(1.) The question on this appeal is whether defendants Nos. 1 to 4 have been properly appointed trustees of the suit temple. That in its turn depends on whether they were validly appointed trustees on November 15, 1913, by the Temple Committee. This Temple Committee is one appointed under the Religious Endowments Act 1863, and at the date in question it consisted of some ten or eleven members. A notice, Exhibit 39, is alleged to have been given for this Committee to meet at eight o clock in the morning on November 15, 1913. At that hour only two members of the Committee were present, and according to the minutes, Exhibit 34, as there was not present a sufficient number of members to form a quorum for the commencement of the business of the Committee, it was decided that the work of the Committee be deferred and that the Committee should meet at 3 P.M. that day. Then at three o clock that day, three members were present. They then proceeded to transact certain business, and incidentally to elect the defendants I have mentioned.

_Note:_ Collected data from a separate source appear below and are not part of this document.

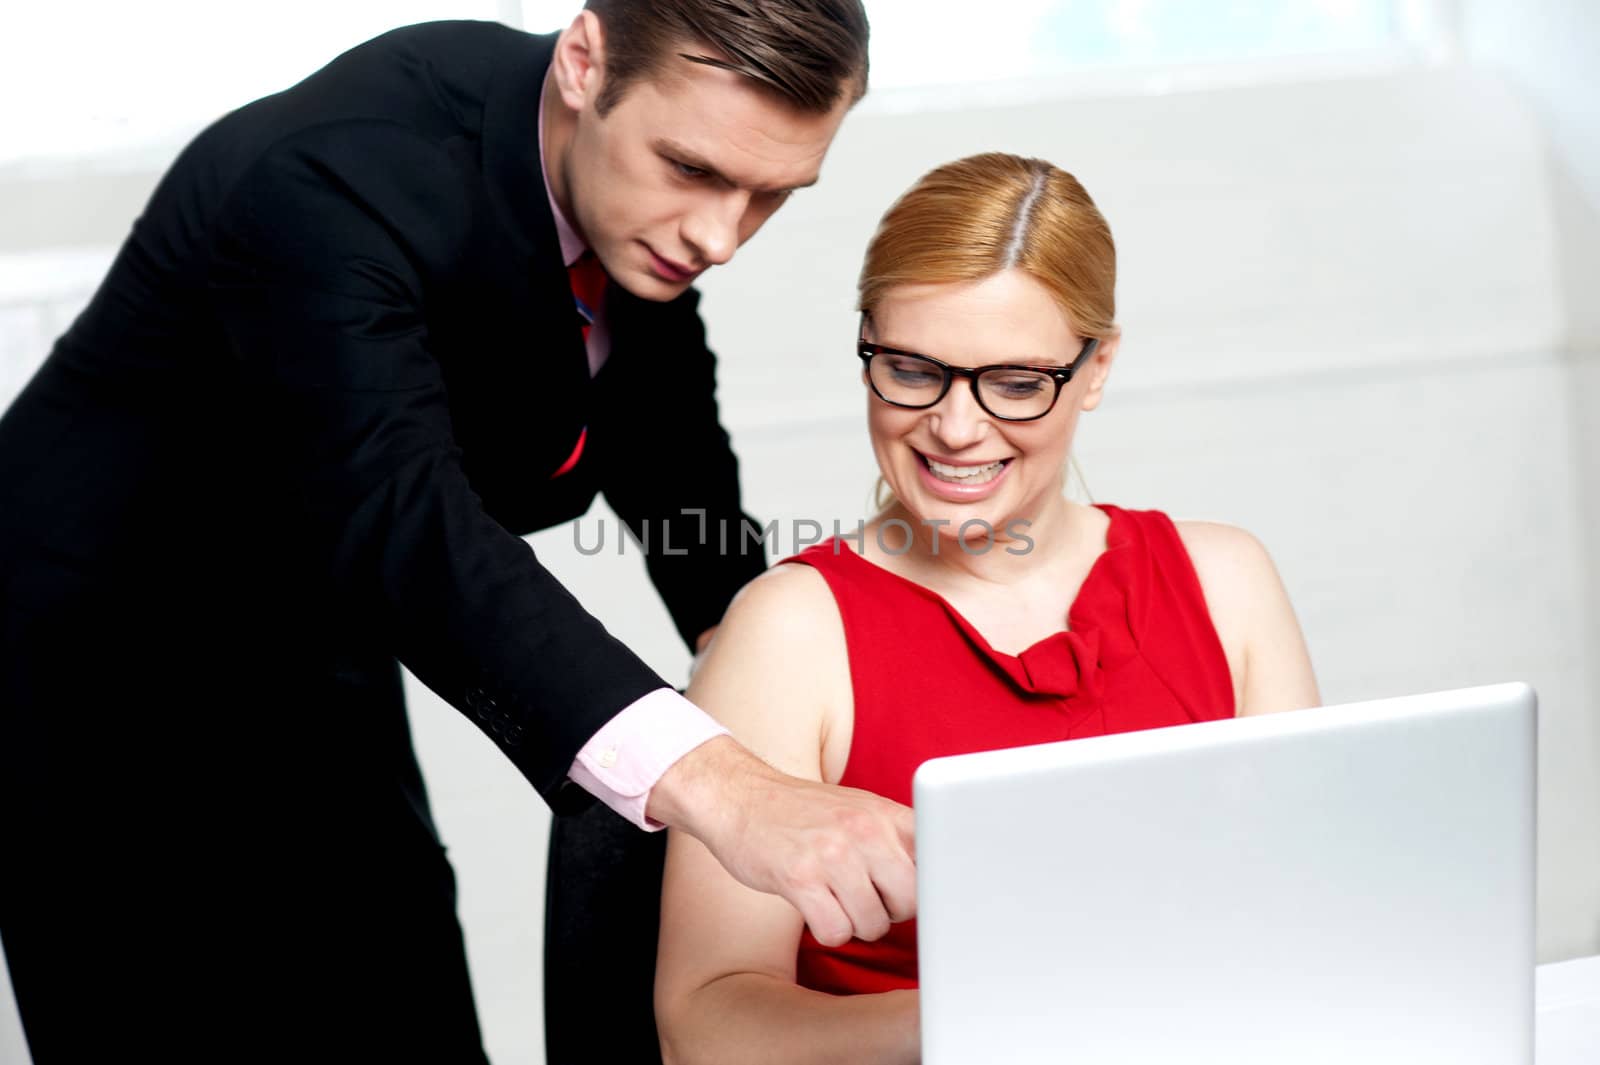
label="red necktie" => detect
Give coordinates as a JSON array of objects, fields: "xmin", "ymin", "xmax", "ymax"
[
  {"xmin": 569, "ymin": 251, "xmax": 607, "ymax": 341},
  {"xmin": 552, "ymin": 252, "xmax": 606, "ymax": 478}
]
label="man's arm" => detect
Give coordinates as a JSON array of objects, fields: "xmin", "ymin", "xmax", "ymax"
[
  {"xmin": 207, "ymin": 122, "xmax": 663, "ymax": 796},
  {"xmin": 213, "ymin": 127, "xmax": 915, "ymax": 942}
]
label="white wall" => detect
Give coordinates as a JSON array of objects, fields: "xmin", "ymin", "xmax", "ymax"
[
  {"xmin": 1457, "ymin": 0, "xmax": 1600, "ymax": 971},
  {"xmin": 4, "ymin": 56, "xmax": 1598, "ymax": 1065},
  {"xmin": 1455, "ymin": 17, "xmax": 1600, "ymax": 974}
]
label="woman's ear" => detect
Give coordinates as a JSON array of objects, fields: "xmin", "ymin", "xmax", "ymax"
[{"xmin": 1078, "ymin": 330, "xmax": 1120, "ymax": 413}]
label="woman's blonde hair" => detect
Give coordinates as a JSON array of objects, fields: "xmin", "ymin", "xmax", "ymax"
[
  {"xmin": 859, "ymin": 153, "xmax": 1117, "ymax": 513},
  {"xmin": 858, "ymin": 152, "xmax": 1116, "ymax": 337}
]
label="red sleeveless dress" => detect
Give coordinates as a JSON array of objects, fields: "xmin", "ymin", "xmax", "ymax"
[{"xmin": 782, "ymin": 504, "xmax": 1235, "ymax": 995}]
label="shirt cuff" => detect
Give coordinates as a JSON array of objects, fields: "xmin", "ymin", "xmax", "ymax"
[{"xmin": 567, "ymin": 687, "xmax": 730, "ymax": 832}]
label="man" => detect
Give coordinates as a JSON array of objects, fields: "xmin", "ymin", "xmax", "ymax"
[{"xmin": 0, "ymin": 3, "xmax": 912, "ymax": 1060}]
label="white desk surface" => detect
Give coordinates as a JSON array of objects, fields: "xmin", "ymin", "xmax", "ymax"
[{"xmin": 1537, "ymin": 954, "xmax": 1600, "ymax": 1063}]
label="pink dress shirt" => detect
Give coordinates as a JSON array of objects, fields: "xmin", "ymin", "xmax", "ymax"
[{"xmin": 539, "ymin": 82, "xmax": 730, "ymax": 830}]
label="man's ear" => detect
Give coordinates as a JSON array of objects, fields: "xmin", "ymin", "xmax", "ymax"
[
  {"xmin": 551, "ymin": 10, "xmax": 607, "ymax": 113},
  {"xmin": 1078, "ymin": 330, "xmax": 1120, "ymax": 413}
]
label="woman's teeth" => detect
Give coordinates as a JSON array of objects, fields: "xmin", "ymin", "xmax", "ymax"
[{"xmin": 926, "ymin": 457, "xmax": 1006, "ymax": 484}]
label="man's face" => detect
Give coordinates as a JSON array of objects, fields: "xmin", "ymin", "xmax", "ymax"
[{"xmin": 562, "ymin": 53, "xmax": 852, "ymax": 301}]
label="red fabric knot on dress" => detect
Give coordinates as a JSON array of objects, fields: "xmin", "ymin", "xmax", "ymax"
[{"xmin": 1016, "ymin": 628, "xmax": 1105, "ymax": 700}]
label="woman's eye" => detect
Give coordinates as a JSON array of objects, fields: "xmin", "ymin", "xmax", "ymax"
[
  {"xmin": 990, "ymin": 376, "xmax": 1047, "ymax": 397},
  {"xmin": 889, "ymin": 364, "xmax": 941, "ymax": 386}
]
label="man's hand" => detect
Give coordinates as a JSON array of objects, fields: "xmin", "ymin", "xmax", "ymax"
[{"xmin": 647, "ymin": 734, "xmax": 916, "ymax": 947}]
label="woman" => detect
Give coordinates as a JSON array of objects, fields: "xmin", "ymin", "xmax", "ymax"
[{"xmin": 654, "ymin": 153, "xmax": 1320, "ymax": 1065}]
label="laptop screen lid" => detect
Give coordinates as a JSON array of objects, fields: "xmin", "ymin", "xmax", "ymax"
[{"xmin": 913, "ymin": 682, "xmax": 1536, "ymax": 1065}]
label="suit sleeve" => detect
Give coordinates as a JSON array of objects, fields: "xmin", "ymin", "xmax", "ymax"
[
  {"xmin": 593, "ymin": 290, "xmax": 768, "ymax": 651},
  {"xmin": 205, "ymin": 122, "xmax": 665, "ymax": 802}
]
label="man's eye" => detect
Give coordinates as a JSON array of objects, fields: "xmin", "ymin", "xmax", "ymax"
[{"xmin": 673, "ymin": 161, "xmax": 709, "ymax": 179}]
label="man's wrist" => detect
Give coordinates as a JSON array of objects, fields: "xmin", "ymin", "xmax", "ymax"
[
  {"xmin": 567, "ymin": 688, "xmax": 728, "ymax": 831},
  {"xmin": 644, "ymin": 733, "xmax": 749, "ymax": 837}
]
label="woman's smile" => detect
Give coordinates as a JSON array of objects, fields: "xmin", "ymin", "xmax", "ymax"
[{"xmin": 914, "ymin": 449, "xmax": 1013, "ymax": 501}]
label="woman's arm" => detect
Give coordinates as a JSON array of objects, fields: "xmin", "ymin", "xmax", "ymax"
[
  {"xmin": 655, "ymin": 564, "xmax": 921, "ymax": 1065},
  {"xmin": 1178, "ymin": 521, "xmax": 1320, "ymax": 716}
]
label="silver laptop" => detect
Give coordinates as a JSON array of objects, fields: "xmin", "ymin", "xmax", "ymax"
[{"xmin": 914, "ymin": 683, "xmax": 1537, "ymax": 1065}]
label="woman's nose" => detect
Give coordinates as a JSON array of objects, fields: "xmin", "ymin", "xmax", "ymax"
[{"xmin": 927, "ymin": 381, "xmax": 990, "ymax": 450}]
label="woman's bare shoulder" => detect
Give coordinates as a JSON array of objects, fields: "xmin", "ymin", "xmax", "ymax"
[
  {"xmin": 718, "ymin": 561, "xmax": 842, "ymax": 643},
  {"xmin": 1173, "ymin": 518, "xmax": 1319, "ymax": 715},
  {"xmin": 1173, "ymin": 519, "xmax": 1278, "ymax": 592},
  {"xmin": 1171, "ymin": 519, "xmax": 1277, "ymax": 664},
  {"xmin": 687, "ymin": 561, "xmax": 851, "ymax": 779}
]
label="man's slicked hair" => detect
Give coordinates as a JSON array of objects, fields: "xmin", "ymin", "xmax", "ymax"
[{"xmin": 583, "ymin": 0, "xmax": 870, "ymax": 115}]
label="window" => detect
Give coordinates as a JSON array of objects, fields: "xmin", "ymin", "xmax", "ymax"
[
  {"xmin": 0, "ymin": 2, "xmax": 1450, "ymax": 166},
  {"xmin": 856, "ymin": 0, "xmax": 1449, "ymax": 107},
  {"xmin": 0, "ymin": 1, "xmax": 510, "ymax": 166},
  {"xmin": 875, "ymin": 0, "xmax": 1410, "ymax": 87}
]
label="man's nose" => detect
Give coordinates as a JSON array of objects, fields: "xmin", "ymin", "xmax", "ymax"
[{"xmin": 682, "ymin": 190, "xmax": 750, "ymax": 267}]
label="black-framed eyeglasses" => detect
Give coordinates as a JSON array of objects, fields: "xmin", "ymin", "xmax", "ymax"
[{"xmin": 857, "ymin": 334, "xmax": 1100, "ymax": 422}]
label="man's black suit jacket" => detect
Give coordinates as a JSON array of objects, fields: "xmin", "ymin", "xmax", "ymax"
[{"xmin": 0, "ymin": 20, "xmax": 767, "ymax": 818}]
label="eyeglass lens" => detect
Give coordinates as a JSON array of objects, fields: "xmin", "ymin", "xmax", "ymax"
[{"xmin": 870, "ymin": 352, "xmax": 1057, "ymax": 419}]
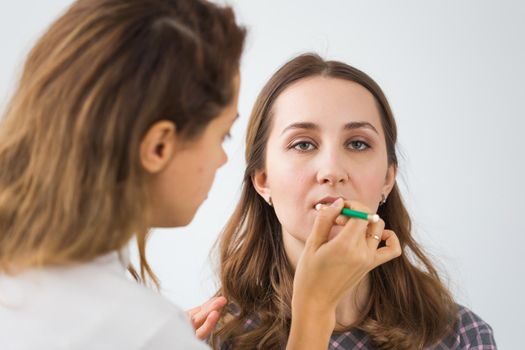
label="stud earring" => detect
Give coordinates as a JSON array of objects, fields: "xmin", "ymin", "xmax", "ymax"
[{"xmin": 379, "ymin": 194, "xmax": 387, "ymax": 206}]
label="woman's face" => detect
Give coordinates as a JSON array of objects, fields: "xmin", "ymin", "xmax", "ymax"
[
  {"xmin": 254, "ymin": 76, "xmax": 395, "ymax": 246},
  {"xmin": 146, "ymin": 75, "xmax": 240, "ymax": 227}
]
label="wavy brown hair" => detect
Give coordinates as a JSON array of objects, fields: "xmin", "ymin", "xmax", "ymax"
[
  {"xmin": 0, "ymin": 0, "xmax": 245, "ymax": 286},
  {"xmin": 211, "ymin": 53, "xmax": 457, "ymax": 349}
]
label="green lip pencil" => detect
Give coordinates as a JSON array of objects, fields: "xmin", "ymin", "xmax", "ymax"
[
  {"xmin": 341, "ymin": 207, "xmax": 380, "ymax": 223},
  {"xmin": 315, "ymin": 203, "xmax": 380, "ymax": 223}
]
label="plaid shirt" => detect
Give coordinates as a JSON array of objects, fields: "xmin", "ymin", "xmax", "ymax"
[{"xmin": 219, "ymin": 304, "xmax": 496, "ymax": 349}]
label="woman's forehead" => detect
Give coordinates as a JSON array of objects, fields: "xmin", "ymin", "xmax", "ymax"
[{"xmin": 271, "ymin": 76, "xmax": 383, "ymax": 134}]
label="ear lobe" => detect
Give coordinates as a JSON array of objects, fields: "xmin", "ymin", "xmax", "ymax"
[
  {"xmin": 140, "ymin": 120, "xmax": 177, "ymax": 174},
  {"xmin": 251, "ymin": 169, "xmax": 271, "ymax": 202},
  {"xmin": 382, "ymin": 164, "xmax": 397, "ymax": 198}
]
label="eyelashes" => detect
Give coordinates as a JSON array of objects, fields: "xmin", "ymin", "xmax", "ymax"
[
  {"xmin": 289, "ymin": 139, "xmax": 371, "ymax": 152},
  {"xmin": 346, "ymin": 140, "xmax": 369, "ymax": 151},
  {"xmin": 291, "ymin": 140, "xmax": 316, "ymax": 151}
]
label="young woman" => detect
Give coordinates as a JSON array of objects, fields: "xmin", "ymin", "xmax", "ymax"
[
  {"xmin": 0, "ymin": 1, "xmax": 400, "ymax": 349},
  {"xmin": 211, "ymin": 54, "xmax": 497, "ymax": 349}
]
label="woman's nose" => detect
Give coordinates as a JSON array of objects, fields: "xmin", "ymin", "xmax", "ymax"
[{"xmin": 315, "ymin": 153, "xmax": 349, "ymax": 185}]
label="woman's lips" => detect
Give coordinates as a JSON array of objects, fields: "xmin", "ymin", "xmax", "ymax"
[{"xmin": 313, "ymin": 196, "xmax": 345, "ymax": 209}]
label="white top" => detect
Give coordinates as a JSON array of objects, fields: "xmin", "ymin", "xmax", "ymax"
[{"xmin": 0, "ymin": 250, "xmax": 210, "ymax": 350}]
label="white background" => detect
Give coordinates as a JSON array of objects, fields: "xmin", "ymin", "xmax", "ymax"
[{"xmin": 1, "ymin": 1, "xmax": 523, "ymax": 348}]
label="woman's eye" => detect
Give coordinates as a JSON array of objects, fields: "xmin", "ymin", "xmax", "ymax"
[
  {"xmin": 292, "ymin": 141, "xmax": 315, "ymax": 151},
  {"xmin": 347, "ymin": 140, "xmax": 369, "ymax": 150}
]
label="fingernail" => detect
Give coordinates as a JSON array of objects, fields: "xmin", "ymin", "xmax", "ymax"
[{"xmin": 330, "ymin": 198, "xmax": 343, "ymax": 207}]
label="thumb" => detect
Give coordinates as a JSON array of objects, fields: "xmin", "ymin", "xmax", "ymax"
[{"xmin": 305, "ymin": 198, "xmax": 344, "ymax": 250}]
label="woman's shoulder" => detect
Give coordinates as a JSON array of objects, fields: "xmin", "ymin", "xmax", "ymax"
[
  {"xmin": 437, "ymin": 304, "xmax": 496, "ymax": 349},
  {"xmin": 0, "ymin": 263, "xmax": 206, "ymax": 349},
  {"xmin": 320, "ymin": 305, "xmax": 498, "ymax": 350}
]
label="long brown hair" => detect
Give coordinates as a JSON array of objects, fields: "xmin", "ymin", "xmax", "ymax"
[
  {"xmin": 212, "ymin": 54, "xmax": 457, "ymax": 349},
  {"xmin": 0, "ymin": 0, "xmax": 245, "ymax": 286}
]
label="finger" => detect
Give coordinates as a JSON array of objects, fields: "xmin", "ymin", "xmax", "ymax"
[
  {"xmin": 186, "ymin": 296, "xmax": 216, "ymax": 323},
  {"xmin": 306, "ymin": 198, "xmax": 344, "ymax": 250},
  {"xmin": 186, "ymin": 305, "xmax": 202, "ymax": 324},
  {"xmin": 206, "ymin": 296, "xmax": 227, "ymax": 312},
  {"xmin": 335, "ymin": 214, "xmax": 349, "ymax": 226},
  {"xmin": 373, "ymin": 229, "xmax": 402, "ymax": 267},
  {"xmin": 315, "ymin": 204, "xmax": 348, "ymax": 227},
  {"xmin": 191, "ymin": 309, "xmax": 207, "ymax": 330},
  {"xmin": 190, "ymin": 296, "xmax": 227, "ymax": 329},
  {"xmin": 200, "ymin": 296, "xmax": 227, "ymax": 314},
  {"xmin": 195, "ymin": 310, "xmax": 220, "ymax": 340},
  {"xmin": 332, "ymin": 200, "xmax": 372, "ymax": 244},
  {"xmin": 366, "ymin": 218, "xmax": 385, "ymax": 250}
]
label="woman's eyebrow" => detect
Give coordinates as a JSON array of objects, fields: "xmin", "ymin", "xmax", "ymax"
[
  {"xmin": 280, "ymin": 122, "xmax": 318, "ymax": 135},
  {"xmin": 344, "ymin": 121, "xmax": 378, "ymax": 135},
  {"xmin": 280, "ymin": 121, "xmax": 379, "ymax": 135}
]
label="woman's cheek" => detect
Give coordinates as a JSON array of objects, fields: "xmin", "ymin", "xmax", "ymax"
[{"xmin": 358, "ymin": 168, "xmax": 387, "ymax": 210}]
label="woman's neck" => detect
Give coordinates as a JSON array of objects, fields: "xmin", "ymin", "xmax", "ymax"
[
  {"xmin": 283, "ymin": 231, "xmax": 370, "ymax": 330},
  {"xmin": 333, "ymin": 275, "xmax": 370, "ymax": 330}
]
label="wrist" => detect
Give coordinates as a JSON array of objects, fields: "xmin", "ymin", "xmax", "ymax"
[
  {"xmin": 287, "ymin": 297, "xmax": 336, "ymax": 350},
  {"xmin": 291, "ymin": 291, "xmax": 336, "ymax": 319}
]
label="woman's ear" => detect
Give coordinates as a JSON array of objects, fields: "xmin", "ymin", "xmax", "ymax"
[
  {"xmin": 381, "ymin": 164, "xmax": 397, "ymax": 199},
  {"xmin": 252, "ymin": 169, "xmax": 271, "ymax": 204},
  {"xmin": 140, "ymin": 120, "xmax": 177, "ymax": 174}
]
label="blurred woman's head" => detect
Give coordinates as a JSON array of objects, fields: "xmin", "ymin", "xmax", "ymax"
[{"xmin": 0, "ymin": 0, "xmax": 245, "ymax": 280}]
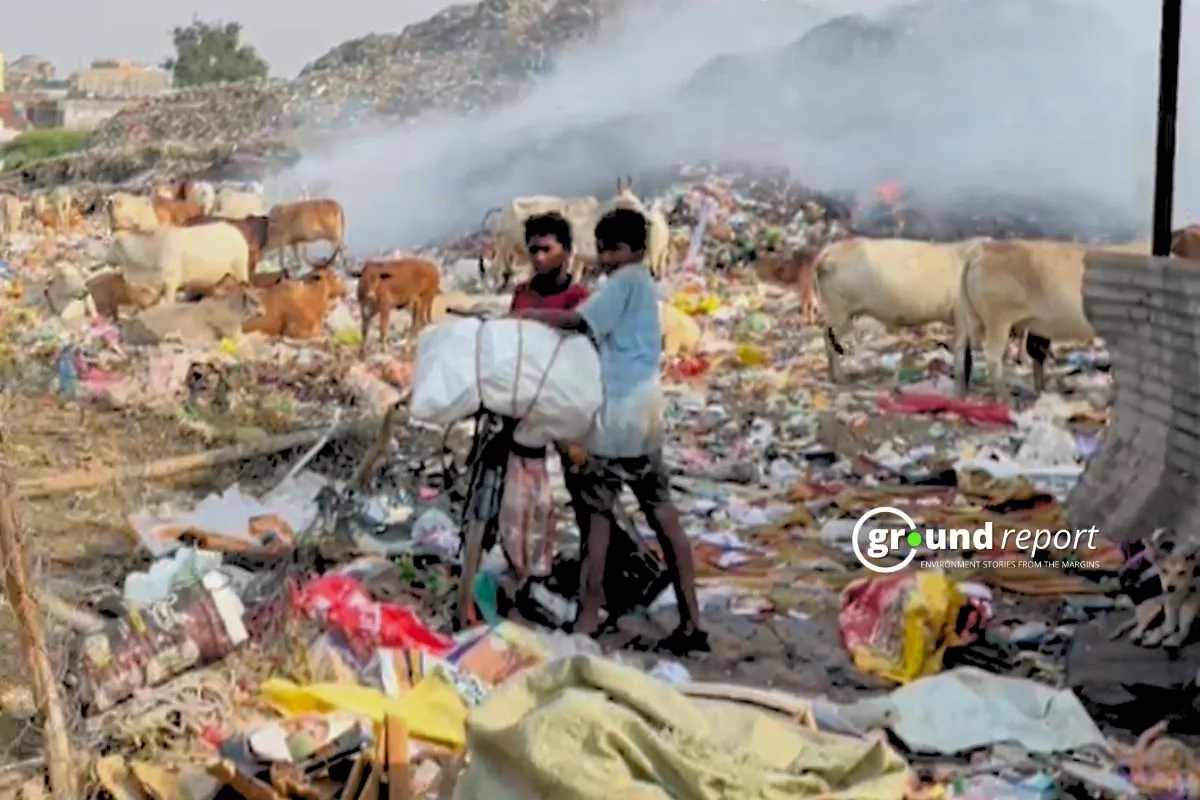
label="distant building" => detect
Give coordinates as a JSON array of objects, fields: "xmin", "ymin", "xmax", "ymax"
[
  {"xmin": 0, "ymin": 51, "xmax": 6, "ymax": 95},
  {"xmin": 69, "ymin": 59, "xmax": 171, "ymax": 99},
  {"xmin": 0, "ymin": 94, "xmax": 59, "ymax": 129},
  {"xmin": 5, "ymin": 56, "xmax": 56, "ymax": 91}
]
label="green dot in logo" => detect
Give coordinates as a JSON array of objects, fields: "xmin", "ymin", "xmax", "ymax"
[{"xmin": 906, "ymin": 530, "xmax": 923, "ymax": 547}]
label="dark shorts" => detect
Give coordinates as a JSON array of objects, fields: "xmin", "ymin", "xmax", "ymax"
[{"xmin": 573, "ymin": 452, "xmax": 672, "ymax": 517}]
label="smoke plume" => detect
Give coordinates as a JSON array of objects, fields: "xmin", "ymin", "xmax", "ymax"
[{"xmin": 271, "ymin": 0, "xmax": 1193, "ymax": 253}]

(2.) Now the real point of the dispute is this: that away back in 1884 or thereabouts the Collector had settled a dispute between the Vaishnavs and the other branch the Smarth sect as to the proportions in which their respective sects should be appointed Muktesars of various temples. As set out in para 3 of the plaint, it was decided that the Muktesars of the first three temples there mentioned should be in the hands of the Smarths only, and that of the other three temples should be in the hands of the Vaishnavs. The plaintiffs allege that by means of the 1913 election the Vaishnavs have got their nominees elected Muktesars of the suit temple, which under the 1884 agreement was to be in the hands of the Smarths. That is what is at the bottom of this dispute.
(3.) It will be seen, therefore, that the question of the appointment is no mere technical matter. In the first place, the appointment of trustees is, generally speaking, a matter in which the terms of the appointment have to be properly complied with. In the second place, particularly when religious feelings are aroused, it is to my mind important that any election should be properly conducted. The learned trial Judge found that the elections were invalid. On appeal, the lower appellate Court set aside this judgment and dismissed the suit holding that the whole suit was bad, because it was within Section 92 of the Civil Procedure Code, and the requisite consent of the Collector had not been obtained. That decision was reversed by the High Court, and the case remanded.